Strobe devices require the application of a relatively high voltage across a flash tube in order to produce a gaseous discharge in the tube. In known devices, this high voltage is achieved by using a charge pump to transfer energy to an internal capacitor from an external energy source. The external source typically can be nominally 12 volts or 24 volts.
The capacitor is coupled in parallel with the flash tube and provides the energy for the flash. The amount of light from the flash tube is directly proportional to the energy stored in the capacitor that is discharged into the flash tube.
A single capacitor can be charged to various voltages in order to provide a multi-candela (multi-intensity) unit. However, there are limitations on the range of candela (intensity) that can be reliably achieved. One problem is that to flash the tube requires that the voltage across it be greater than a predetermined threshold amount (e.g. 180 volts) for reliable operation.
Present designs for multi-candela strobes include a range of 15 candela to 100 candela. To achieve such outputs, the capacitor needs to be charged to 240 volts for the 100 candela, but will only need to be charged to 120 volts for the 15 candela output. The 120 volts is, however, below the exemplary 180 volts needed for reliable operation.
In order to overcome this low voltage problem, known designs incorporate a voltage booster circuit to increase the voltage across the flash tube. One type of a voltage booster circuit is a voltage doubler circuit. One known voltage doubler design is disclosed in a “flashtubes” EG&G Heimann Optoelectronics Catalog, pg. 7, 1991. This document discloses a voltage doubler circuit to be used with a flash tube.
A prior art strobe unit with a known doubler is illustrated in FIG. 1. A capacitor C3 stores the energy that is going to determine the candela of the flash. It is coupled across a series combination of a flash tube LP1 and a diode Dl3.
Capacitor C13 is the doubler capacitor. It is charged through resistor RI 5 to the same voltage VC as capacitor C3 is charged. The polarities of the voltages on the capacitors C3 and Cl3 are the same. Capacitor C4 is used for the trigger function and is charged to the same voltage and polarity as is capacitor Cl3.
When the unit is triggered, by a signal from the trigger circuit, SCR Q8 will conduct and pull node A low. This causes C4 to discharge through Q8 and the primary winding of TR2, the trigger transformer.

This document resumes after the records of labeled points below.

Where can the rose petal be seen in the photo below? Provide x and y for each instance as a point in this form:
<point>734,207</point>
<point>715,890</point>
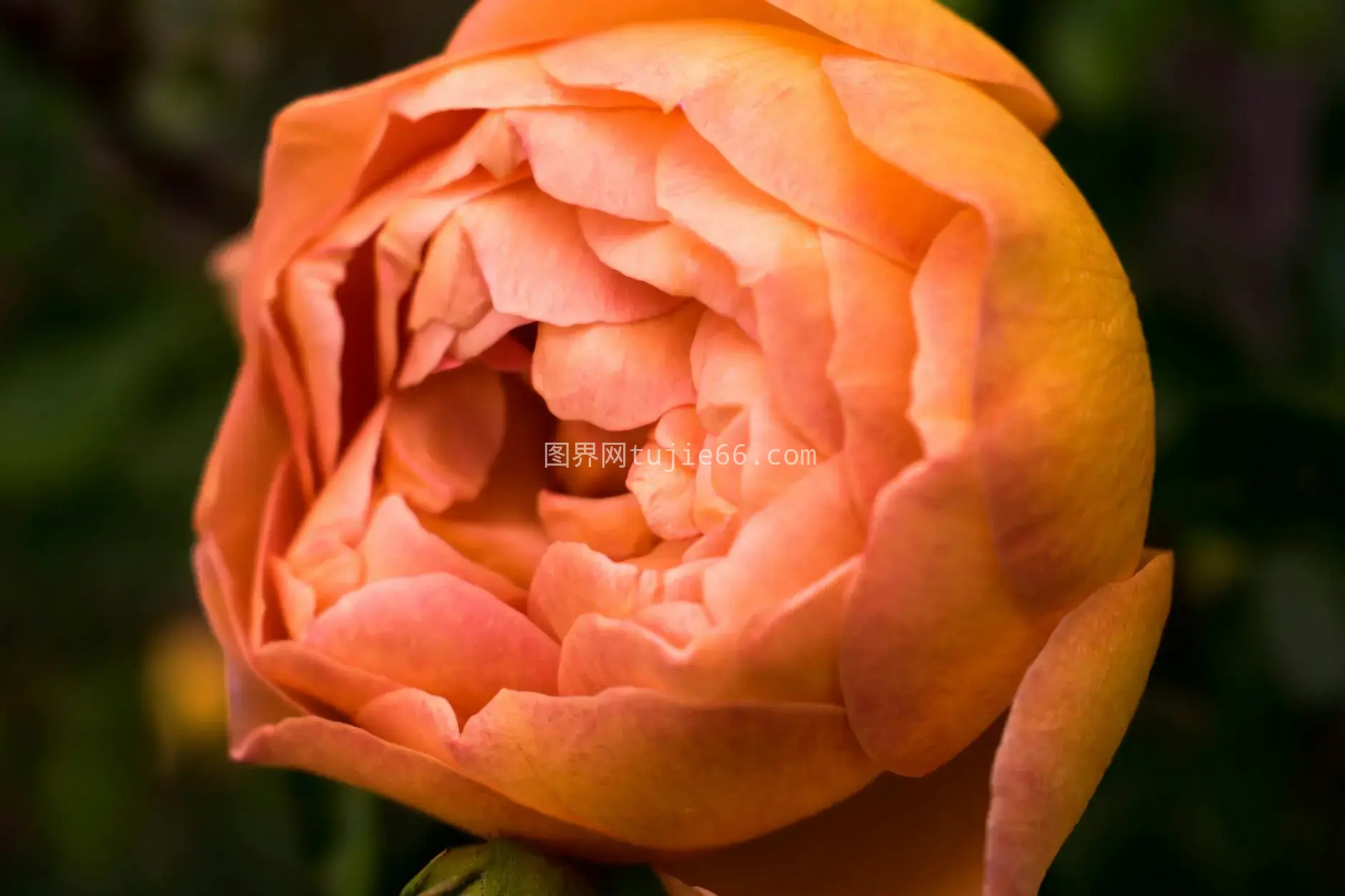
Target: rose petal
<point>897,837</point>
<point>617,375</point>
<point>1063,392</point>
<point>779,256</point>
<point>439,634</point>
<point>1067,720</point>
<point>443,438</point>
<point>871,363</point>
<point>786,653</point>
<point>935,642</point>
<point>361,759</point>
<point>750,90</point>
<point>728,370</point>
<point>603,159</point>
<point>658,752</point>
<point>235,491</point>
<point>564,284</point>
<point>666,491</point>
<point>398,546</point>
<point>672,260</point>
<point>818,528</point>
<point>921,33</point>
<point>612,526</point>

Until the flash tube is triggered by the voltage out of the secondary winding of Tr2, C13 and C3 cannot discharge. However, the voltage across the flash tube at this time is double the voltage VC of C3 (far exceeding the minimum required voltage). When the tube flashes, it first discharges capacitor C13, then capacitor C3. The energy stored in capacitor C3 provides the preselected candela output from tube LP1.
While known devices provide a selectable candela output, the use of a voltage doubler does have some disadvantages. At high output intensities, the voltage across the tube LPI is substantially equal to 2VC which can be quite high. This high voltage requires the use of components rated therefore. In addition, in compact units with the circuitry implemented on a printed circuit board, arcing is a potentially problem.
There thus continues to be a need for multi-candela strobe units which provide reliable, triggerable light of a selected intensity. Preferably such reliability could be achieved in compact, high density packaging, without the necessity of high voltage components. It would also be preferable if operational reliability could be achieved while simultaneously eliminating arcing during normal operation.